All of that build, all of the weight behind this, the unique two-sides-of-the-same-coin nature of Cassidy and Swerve meant that they were able to get away with more than usual. They countered one another's mind games. They rode the house style of a full bit of heat and comeback before a big transition leading into the commercial break. They made everything take an extra attempt, an extra counter, and then paid it off with another piece of offense they wouldn't be able to otherwise hit. Then, later on they hit what they were initially going for when it mattered so much more. They called back the battle royal finish. They played with all the tropes: Nana up in the apron, it backfiring, neither of those leading to the actual finish, and so on. I had been a little hesitant to see them in an actual match. I thought it could have been the worst of both worlds, but they're so good and so smart and so aware of themselves and one another that it led to the best of both instead.

AEW House Rules 6/3

Darby Allin/Orange Cassidy vs Matt Menard/Daniel Garcia

MD: We got this a little late but at least we got it. I, for one, am loving these house shows. The wrestlers are obviously trying things out. The dynamics are different. They have room to breathe. They can really work the crowd. The matches don't have to be built around commercials (though I often see that as a structural feature and not a bug on AEW TV). They really milked this one for all it was worth. Pre-match, Garcia comes out to jaw on the mic allowing Menard to low blow Darby. They then hammer Cassidy's midsection with the skateboard before the bell. He gets dragged out by officials making it two-on-one. Darby survives at first (and is smart enough to go for quick wins both here and in his hope spots) but when he goes for the early code red on Menard, Garcia, having gotten a blind tag, is in to boot him in the face. The heat that follows is solid, with the numbers game cutting off Darby's comeback attempts and Menard and Garcia showing their personalities and letting it breathe.
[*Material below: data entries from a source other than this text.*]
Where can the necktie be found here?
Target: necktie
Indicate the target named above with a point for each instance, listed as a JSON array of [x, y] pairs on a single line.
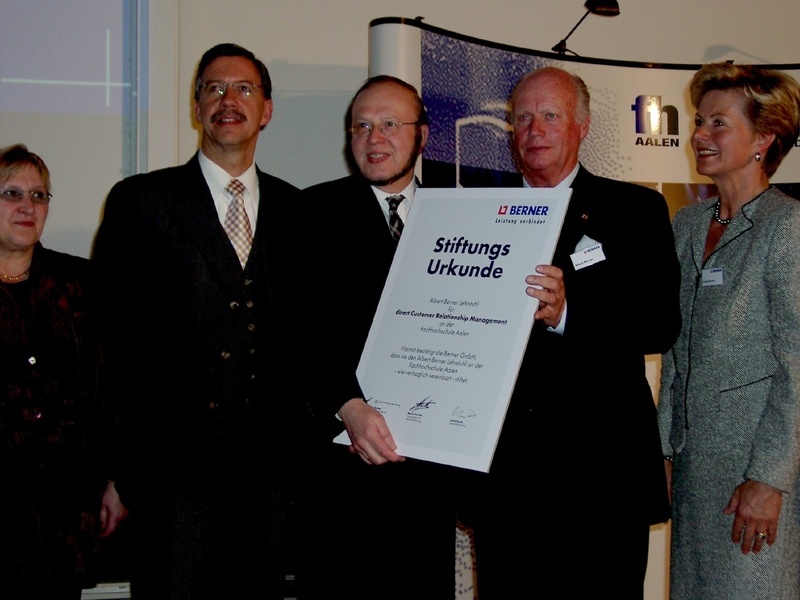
[[236, 224], [395, 222]]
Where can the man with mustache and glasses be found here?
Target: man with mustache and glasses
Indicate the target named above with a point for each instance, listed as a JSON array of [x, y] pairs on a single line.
[[191, 260], [380, 525]]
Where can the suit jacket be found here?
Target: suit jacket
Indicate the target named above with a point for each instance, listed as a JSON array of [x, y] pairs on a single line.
[[739, 344], [583, 396], [194, 342], [358, 262], [402, 503]]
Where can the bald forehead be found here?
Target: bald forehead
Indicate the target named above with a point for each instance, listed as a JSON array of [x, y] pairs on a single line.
[[387, 94], [544, 78]]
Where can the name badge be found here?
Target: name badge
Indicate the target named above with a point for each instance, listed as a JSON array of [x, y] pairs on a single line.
[[588, 256], [712, 277]]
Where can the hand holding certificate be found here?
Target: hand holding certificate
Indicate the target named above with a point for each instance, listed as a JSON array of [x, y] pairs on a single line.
[[451, 328]]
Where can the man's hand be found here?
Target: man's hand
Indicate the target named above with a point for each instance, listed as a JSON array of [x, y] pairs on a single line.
[[548, 287], [112, 511], [370, 437]]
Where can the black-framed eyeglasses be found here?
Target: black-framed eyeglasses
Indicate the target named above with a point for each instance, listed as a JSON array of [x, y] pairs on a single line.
[[387, 128], [16, 195], [243, 89]]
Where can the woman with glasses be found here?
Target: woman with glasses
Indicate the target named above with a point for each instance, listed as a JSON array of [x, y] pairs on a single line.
[[50, 418]]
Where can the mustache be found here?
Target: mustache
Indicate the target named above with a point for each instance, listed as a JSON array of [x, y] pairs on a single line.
[[227, 113]]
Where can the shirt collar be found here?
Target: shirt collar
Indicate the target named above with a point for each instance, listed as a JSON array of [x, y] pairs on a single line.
[[217, 177]]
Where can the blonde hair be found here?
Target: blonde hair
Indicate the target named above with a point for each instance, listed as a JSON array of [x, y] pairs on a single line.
[[14, 158], [771, 102]]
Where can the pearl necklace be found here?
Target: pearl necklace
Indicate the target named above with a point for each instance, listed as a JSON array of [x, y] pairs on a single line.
[[13, 278], [716, 215]]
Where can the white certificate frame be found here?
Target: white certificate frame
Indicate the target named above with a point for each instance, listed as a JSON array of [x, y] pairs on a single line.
[[447, 340]]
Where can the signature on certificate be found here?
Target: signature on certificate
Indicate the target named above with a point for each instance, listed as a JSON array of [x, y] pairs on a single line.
[[463, 413], [427, 402]]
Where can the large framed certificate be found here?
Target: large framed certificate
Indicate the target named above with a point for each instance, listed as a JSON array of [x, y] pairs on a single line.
[[452, 324]]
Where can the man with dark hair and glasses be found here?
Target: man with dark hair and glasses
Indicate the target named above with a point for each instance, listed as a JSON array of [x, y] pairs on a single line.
[[192, 263], [386, 526]]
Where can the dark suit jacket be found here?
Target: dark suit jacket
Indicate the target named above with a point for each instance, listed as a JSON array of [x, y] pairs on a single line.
[[403, 510], [194, 343], [582, 413]]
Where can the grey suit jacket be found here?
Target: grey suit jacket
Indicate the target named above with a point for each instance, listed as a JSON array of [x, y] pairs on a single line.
[[736, 363]]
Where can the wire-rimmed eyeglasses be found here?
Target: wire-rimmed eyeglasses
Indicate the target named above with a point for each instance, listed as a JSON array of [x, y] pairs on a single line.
[[16, 195], [387, 128], [243, 89]]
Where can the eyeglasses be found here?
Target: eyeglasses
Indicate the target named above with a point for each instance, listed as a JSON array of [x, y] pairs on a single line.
[[387, 128], [15, 195], [243, 89]]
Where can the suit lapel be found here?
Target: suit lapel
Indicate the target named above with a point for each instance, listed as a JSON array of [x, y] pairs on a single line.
[[198, 215], [579, 219]]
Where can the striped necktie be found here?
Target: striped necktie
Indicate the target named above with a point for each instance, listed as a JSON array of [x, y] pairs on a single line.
[[236, 224], [395, 222]]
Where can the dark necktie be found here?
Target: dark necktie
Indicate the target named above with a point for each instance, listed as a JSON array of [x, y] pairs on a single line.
[[236, 224], [395, 222]]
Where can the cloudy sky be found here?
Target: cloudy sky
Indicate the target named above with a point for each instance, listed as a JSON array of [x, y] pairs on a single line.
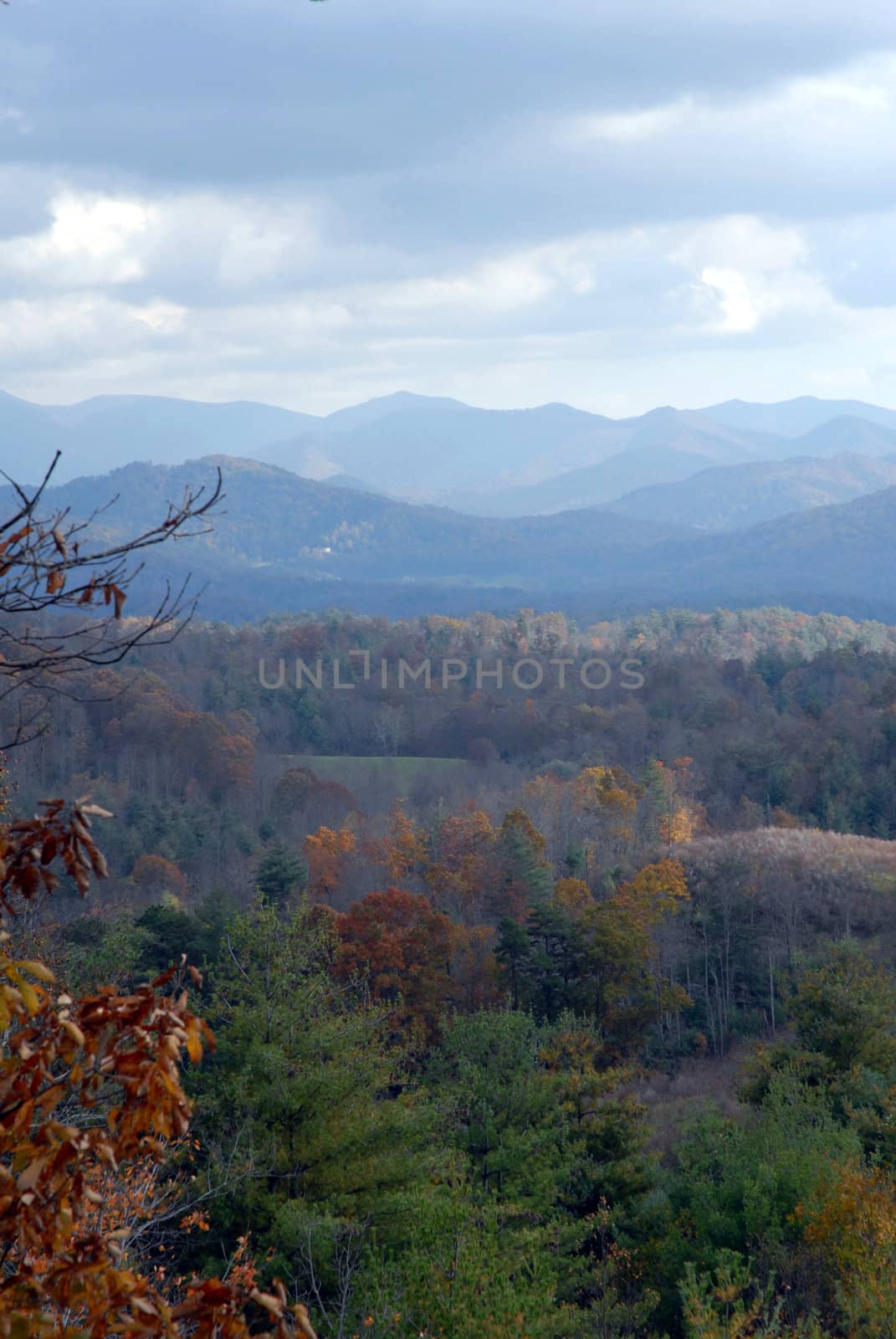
[[611, 203]]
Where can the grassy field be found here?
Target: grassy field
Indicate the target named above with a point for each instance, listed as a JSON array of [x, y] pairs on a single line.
[[396, 776]]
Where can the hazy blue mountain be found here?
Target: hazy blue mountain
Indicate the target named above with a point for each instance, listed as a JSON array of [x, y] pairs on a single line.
[[588, 486], [351, 481], [434, 450], [793, 418], [450, 453], [285, 542], [428, 448], [274, 517], [735, 495], [849, 433], [837, 559], [111, 430]]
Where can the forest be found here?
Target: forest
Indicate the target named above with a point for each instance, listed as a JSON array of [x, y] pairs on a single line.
[[548, 1011]]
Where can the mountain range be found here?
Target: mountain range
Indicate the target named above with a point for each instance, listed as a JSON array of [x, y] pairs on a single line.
[[488, 462], [283, 542]]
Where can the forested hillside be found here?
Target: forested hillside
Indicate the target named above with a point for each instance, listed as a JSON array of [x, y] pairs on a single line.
[[561, 999]]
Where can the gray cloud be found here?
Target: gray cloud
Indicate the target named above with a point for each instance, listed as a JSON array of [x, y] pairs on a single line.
[[615, 204]]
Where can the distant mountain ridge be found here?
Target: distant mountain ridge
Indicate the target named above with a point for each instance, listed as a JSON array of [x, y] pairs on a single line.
[[281, 542], [731, 497], [437, 449]]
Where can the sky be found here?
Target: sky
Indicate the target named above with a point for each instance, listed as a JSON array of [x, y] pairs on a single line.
[[612, 203]]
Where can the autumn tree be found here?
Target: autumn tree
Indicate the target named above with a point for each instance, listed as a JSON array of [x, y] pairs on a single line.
[[62, 598]]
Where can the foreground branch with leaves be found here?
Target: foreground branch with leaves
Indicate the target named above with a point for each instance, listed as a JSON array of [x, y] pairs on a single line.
[[89, 1088]]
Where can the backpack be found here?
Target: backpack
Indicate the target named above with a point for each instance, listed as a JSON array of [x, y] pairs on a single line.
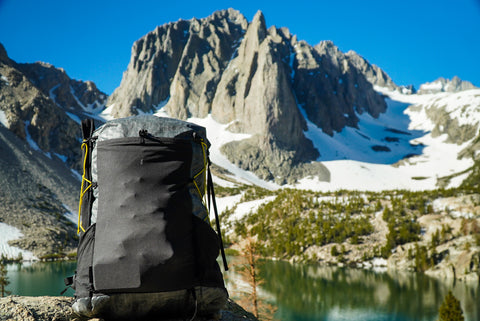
[[146, 247]]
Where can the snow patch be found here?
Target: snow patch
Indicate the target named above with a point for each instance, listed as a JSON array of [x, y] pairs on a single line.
[[3, 119], [5, 79], [52, 96], [10, 233], [75, 118]]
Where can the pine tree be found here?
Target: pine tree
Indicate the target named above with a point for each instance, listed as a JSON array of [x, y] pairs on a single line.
[[262, 310], [3, 280], [450, 310]]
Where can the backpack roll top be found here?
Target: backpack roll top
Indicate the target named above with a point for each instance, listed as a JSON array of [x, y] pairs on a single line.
[[143, 221]]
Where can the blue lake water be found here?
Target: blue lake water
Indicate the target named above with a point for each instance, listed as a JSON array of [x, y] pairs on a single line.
[[304, 292]]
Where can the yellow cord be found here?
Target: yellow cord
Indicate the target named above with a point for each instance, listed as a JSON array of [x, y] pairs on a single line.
[[83, 191], [204, 172]]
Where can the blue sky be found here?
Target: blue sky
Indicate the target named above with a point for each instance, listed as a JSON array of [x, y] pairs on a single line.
[[414, 41]]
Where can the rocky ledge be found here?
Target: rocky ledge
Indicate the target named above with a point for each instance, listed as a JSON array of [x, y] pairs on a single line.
[[45, 308]]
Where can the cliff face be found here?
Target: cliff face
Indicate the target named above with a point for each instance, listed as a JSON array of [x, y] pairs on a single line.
[[41, 105], [262, 82], [39, 144]]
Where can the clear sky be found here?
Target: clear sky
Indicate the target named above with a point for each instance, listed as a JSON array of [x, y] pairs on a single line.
[[414, 41]]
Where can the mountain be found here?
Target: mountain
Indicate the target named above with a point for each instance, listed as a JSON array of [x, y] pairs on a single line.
[[277, 111], [446, 85], [257, 81], [39, 145]]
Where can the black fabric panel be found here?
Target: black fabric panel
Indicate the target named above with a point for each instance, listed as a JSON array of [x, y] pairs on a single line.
[[144, 226], [207, 248], [82, 283], [88, 128]]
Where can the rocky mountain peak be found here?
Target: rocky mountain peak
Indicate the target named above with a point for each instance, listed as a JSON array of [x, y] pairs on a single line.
[[373, 73], [259, 81], [446, 85]]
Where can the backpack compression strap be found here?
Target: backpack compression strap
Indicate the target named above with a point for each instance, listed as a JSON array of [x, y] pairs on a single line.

Obviously, every builds to Cassidy running out, bandaged up. It comes right after another big comeback spot from Darby and you think that the drama might have had Cassidy run out first and then Darby have to come back but it works for the moment as the match had clearly and cleanly established that no matter what Darby did, he wouldn't be able to pin one JAS member without the other breaking it up. Cassidy coming in like this after the hot tag felt like watching Super Astro or someone doing their beloved shtick in the feel good tercera of an 80s lucha trios. Once Darby was sufficiently recovered, they cycled into a fun, bomb filled finishing stretch. Just a nice piece of business overall that they couldn't get away with on TV quite the same way.